Les amours de vacances

« C’est un amour de vacances, une histoire sans lendemain, mais à laquelle on repense les yeux pleins de chagrin », merci Christophe Rippert pour ses paroles d’une poésie sans égale.

Les amours de vacances, tout un programme. Déjà, à 6 ans au Kids Club de l’hôtel, la tentation était forte. Plus tard, vers 14 ans, il y a eu ces interminables nuits à regarder les étoiles sur la plage en se caressant très pudiquement l’avant-bras. Les années passent, la pudeur aussi. Et puis un jour t’es adulte, plus ou moins maître de ton destin, de tes nuits, de ton temps, et c’est là que ces amours éphémères deviennent intéressants.

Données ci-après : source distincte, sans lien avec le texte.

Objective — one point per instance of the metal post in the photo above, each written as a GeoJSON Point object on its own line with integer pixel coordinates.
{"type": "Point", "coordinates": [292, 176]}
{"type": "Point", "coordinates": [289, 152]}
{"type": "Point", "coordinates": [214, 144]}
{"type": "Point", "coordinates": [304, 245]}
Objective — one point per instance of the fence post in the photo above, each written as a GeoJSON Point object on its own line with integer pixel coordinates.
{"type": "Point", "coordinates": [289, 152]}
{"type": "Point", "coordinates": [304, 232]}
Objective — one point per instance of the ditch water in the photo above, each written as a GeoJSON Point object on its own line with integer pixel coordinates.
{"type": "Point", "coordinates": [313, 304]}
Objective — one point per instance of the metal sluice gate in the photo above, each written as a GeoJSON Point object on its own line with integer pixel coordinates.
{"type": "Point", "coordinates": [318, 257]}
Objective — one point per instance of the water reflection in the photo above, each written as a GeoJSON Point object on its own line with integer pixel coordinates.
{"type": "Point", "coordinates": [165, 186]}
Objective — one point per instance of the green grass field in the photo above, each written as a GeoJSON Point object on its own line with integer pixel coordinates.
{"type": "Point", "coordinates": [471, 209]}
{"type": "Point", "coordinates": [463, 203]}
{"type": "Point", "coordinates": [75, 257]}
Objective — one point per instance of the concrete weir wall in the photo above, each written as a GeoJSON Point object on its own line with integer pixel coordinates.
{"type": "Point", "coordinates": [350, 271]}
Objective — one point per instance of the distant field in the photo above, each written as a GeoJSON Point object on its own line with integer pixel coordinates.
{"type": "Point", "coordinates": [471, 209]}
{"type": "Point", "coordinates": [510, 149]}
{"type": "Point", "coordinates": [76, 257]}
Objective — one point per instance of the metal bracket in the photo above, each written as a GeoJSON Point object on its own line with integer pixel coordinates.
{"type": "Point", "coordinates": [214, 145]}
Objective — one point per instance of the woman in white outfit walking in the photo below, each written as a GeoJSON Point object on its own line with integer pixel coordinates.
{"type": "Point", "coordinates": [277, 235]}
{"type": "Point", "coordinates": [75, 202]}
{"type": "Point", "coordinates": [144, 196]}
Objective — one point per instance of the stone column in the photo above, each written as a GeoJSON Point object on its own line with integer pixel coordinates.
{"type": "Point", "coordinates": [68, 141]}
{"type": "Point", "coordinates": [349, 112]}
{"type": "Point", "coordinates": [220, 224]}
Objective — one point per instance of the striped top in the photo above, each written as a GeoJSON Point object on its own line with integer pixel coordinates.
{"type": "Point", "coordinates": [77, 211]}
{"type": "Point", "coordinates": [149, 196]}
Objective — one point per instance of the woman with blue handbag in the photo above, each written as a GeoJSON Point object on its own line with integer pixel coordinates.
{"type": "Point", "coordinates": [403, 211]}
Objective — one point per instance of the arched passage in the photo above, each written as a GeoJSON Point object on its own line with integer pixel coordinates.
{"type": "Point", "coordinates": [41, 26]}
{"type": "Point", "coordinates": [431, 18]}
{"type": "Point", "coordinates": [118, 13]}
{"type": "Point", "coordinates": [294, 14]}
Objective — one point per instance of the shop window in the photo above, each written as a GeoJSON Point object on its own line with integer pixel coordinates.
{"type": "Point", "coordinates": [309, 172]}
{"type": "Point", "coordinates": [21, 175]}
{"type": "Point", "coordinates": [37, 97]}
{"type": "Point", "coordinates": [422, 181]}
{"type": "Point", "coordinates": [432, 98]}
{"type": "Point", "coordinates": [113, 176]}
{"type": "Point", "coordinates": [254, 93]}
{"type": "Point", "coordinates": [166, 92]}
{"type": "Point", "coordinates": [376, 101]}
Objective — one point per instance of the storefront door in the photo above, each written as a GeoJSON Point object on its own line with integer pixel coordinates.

Quand Cupidon Globe Trotter te pique, tu ne sais pourquoi mais tout devient plus fort, plus intense, plus vrai. Ce mec/cette meuf si tu l’avais rencontré à une soirée, dans ta ville, avec tes potes, tu lui aurais sans doute pas parlé, ou probablement tu ne l’aurais jamais rappelé, mais la magie du voyage change bien des choses… D’un coup, d’un seul, cette personne qu’ il y a quelques heures tu ne connaissais ni d’Eve ni d’Adam devient The One, un The One éphémère mais un The One quand même. Les minutes sont comptées alors autant en profiter, chaque moment est d’une beauté infinie,  tu te sens vivant(e), vraiment. Pas de places pour les doutes, les angoisses, la mauvaise humeur. Un chef-d’oeuvre sinon rien, telle est la règle tacite des voyageurs amoureux.

Tu te ballades dans cette ville exotique que tu découvres avec ton nouvel amant. La ville et l’amant: tout est à voir, sentir, explorer.  Tes sens sont en éveil. Le soleil en prime. L’exaltation.

A cette perfection relationnelle  mais sans doute irrationnelle, je ne vois qu’un seul facteur essentiel: l’inéluctable séparation. Les adieux toujours plus proches et menaçants emplissent de fougue le plus insignifiant des instants. Tu donnes le meilleur de ta personne, et inversement (enfin, normalement).

Et puis, vient le moment des au-revoir, les yeux dans les yeux, le regard tellement intense que tu ne clignes même plus, les mains tellement serrés que t’en attrape des crampes, on sait qu’on ne se reverra plus jamais mais on se dit à un de ces jours quand même parce-qu’on ne sait pas de quoi demain sera fait.  On se doute bien que dans quelques secondes le moment présent sera du passé alors on voudrait qu’il dure l’éternité. (Tcheu, je crois que je surpasse Christophe Rippert, là). On se regarde partir chacun de notre côté jusqu’à disparaître complètement du champ de vision du bien aimé,  tu sens la boule se formée dans ta gorge, ton cœur se serré et tu te dis « mais enfin, je vais quand même pas chialer pour ça ».  Tu ralentis le pas, les bras ballants, tu te mords un peu les lèvres et malgré toi, tu sens un petite larme salée couler jusqu’au coin de ta bouche.

Fin de l’idylle.

Des milliers de kilomètres plus tard, de retour au bercail, malgré la pluie, le bus bondé et les mails à traiter, tu souris bêtement, et voilà, tu te dis que c’était bien.